“Non esiste un cammino per la pace, la pace è il cammino”
Gandhi
Accettiamo senza mezzi termini il fatto che l’umanità sia a un bivio. Se continuiamo sulla stessa strada, nel migliore dei casi, solo una parte dei suoi membri riuscirà a sopravvivere al collasso ecologico. Accettare quel destino è per noi intollerabile. Abbiamo bisogno di un cambio di direzione, con transizioni che permettano, contemporaneamente, di alleviare gli impatti del collasso che ci travolge, mentre sosteniamo, costruiamo e ricostruiamo altre forme di vita limitate ai cicli ecologici in chiave di giustizia sociale e radicale democrazia.

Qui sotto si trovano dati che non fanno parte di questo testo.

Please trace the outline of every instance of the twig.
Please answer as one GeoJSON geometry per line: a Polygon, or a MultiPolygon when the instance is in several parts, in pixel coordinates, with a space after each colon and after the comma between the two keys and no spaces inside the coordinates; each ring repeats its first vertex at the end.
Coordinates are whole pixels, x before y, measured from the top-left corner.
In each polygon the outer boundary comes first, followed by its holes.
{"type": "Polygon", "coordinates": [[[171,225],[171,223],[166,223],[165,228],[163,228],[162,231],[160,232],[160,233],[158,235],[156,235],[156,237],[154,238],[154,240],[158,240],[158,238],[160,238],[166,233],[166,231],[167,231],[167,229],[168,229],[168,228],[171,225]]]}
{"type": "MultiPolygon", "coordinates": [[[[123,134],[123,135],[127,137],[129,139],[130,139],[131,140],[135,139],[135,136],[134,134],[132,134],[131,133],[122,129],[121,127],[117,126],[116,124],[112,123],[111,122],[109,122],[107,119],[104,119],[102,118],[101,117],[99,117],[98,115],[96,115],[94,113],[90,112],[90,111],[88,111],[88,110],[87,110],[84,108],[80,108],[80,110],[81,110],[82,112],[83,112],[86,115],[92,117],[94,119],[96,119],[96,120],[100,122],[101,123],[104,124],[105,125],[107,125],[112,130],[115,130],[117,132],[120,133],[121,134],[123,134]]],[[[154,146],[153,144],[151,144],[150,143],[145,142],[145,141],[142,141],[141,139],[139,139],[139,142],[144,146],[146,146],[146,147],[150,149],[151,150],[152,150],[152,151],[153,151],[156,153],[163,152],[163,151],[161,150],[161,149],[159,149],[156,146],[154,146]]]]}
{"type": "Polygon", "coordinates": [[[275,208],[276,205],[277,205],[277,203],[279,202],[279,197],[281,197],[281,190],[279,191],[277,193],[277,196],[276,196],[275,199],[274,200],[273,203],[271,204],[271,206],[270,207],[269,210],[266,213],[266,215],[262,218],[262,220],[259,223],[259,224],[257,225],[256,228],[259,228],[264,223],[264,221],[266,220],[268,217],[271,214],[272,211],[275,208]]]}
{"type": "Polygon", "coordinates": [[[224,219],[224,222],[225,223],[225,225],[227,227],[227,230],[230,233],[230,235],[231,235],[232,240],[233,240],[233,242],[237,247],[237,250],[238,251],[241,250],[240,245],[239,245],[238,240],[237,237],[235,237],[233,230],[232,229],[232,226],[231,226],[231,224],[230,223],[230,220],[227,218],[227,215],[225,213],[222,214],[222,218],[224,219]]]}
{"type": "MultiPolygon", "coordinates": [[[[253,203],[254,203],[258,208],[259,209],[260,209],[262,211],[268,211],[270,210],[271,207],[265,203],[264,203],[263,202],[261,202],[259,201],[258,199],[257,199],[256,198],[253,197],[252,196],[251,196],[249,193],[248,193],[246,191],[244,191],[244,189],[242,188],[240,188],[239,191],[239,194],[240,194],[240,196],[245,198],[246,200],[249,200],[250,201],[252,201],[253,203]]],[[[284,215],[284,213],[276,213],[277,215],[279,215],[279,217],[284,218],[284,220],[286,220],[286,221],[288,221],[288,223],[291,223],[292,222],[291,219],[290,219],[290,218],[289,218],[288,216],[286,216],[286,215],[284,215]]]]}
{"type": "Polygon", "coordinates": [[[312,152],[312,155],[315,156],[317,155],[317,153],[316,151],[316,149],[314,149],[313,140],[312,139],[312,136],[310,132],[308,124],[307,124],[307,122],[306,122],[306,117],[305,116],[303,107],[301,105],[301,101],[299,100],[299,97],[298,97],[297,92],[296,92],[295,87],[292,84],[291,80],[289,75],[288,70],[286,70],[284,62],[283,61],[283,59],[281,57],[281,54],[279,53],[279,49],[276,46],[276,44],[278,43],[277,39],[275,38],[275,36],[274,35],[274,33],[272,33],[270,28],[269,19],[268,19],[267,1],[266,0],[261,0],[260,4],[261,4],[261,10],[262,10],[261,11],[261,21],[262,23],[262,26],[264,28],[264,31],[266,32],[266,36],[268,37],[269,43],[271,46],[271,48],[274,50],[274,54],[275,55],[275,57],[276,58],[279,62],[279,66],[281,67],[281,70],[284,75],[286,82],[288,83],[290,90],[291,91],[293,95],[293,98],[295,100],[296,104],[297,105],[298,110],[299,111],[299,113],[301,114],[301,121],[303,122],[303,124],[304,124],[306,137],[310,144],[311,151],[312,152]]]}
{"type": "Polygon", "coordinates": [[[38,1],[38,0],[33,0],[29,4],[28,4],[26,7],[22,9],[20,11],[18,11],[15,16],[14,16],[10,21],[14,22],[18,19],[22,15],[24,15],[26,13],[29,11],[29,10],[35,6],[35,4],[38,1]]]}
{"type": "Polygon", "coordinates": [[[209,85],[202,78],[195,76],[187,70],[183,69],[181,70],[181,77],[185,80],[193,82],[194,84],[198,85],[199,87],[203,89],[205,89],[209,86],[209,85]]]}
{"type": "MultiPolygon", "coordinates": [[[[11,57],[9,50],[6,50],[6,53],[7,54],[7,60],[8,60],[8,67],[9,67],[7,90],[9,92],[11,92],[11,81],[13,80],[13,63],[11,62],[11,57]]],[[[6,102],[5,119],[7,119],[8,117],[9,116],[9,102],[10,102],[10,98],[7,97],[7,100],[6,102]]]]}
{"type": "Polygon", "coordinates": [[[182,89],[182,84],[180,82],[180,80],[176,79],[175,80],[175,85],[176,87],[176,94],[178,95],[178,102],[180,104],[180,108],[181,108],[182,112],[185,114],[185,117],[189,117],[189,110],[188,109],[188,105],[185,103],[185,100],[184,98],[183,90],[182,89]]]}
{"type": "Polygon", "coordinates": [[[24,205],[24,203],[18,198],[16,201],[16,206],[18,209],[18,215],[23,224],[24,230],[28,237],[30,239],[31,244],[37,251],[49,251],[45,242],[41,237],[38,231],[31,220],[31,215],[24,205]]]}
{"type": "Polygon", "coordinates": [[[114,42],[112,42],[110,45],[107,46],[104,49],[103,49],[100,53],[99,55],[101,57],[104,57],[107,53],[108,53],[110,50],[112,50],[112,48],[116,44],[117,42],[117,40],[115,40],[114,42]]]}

Per raggiungere questo obiettivo, costruiamo alternative per sfuggire all'attuale civiltà delle merci e degli sprechi, come avrebbe fatto Picasso, quando dipingeva le sue grandi opere. L'artista di Malaga sovrapponeva diverse prospettive della stessa immagine fino a creare un dipinto in cui il bello e l'astratto si univano magistralmente . Riconoscendo la complessità del compito, usiamo il suo metodo per proporre molteplici opzioni – sovrapposte, temporanee e successive – di fronte all’insensatezza creata dalla civiltà del capitale.
Per questo, oggi più che mai, crediamo che sia necessario moltiplicare gli sforzi per camminare in Pace con la Natura nella Nostra America, che si trova tirata da forze opposte, alcune che incoraggiano sempre più la distruzione e altre che la difendono.
In Argentina, il governo rafforza l’estrattivismo e minaccia di smantellare le leggi ambientali, proponendo una caccia agli ambientalisti, esacerbando la disuguaglianza e il conflitto sociale sotto un regime autoritario che dà priorità agli interessi imprenditoriali.
In Ecuador, un governo di transizione celebra un accordo con le grandi società minerarie mentre scatena azioni violente contro le comunità che difendono i loro territori al fine di approfondire ulteriormente lo sfruttamento delle risorse naturali.
In altri paesi, anche con governi progressisti, come Brasile e Colombia, continua l’espansione dell’estrattivismo di ogni tipo. Intanto si moltiplicano ovunque le resistenze per proteggere i territori, in quanto spazi di vita .
Sullo sfondo di questo scenario conflittuale, celebriamo l’impegno del governo colombiano che pone come tema centrale la Pace con la Natura nella Conferenza delle Nazioni Unite sulla Biodiversità – COP 16, che si terrà alla fine dell’anno a Cali, in Colombia.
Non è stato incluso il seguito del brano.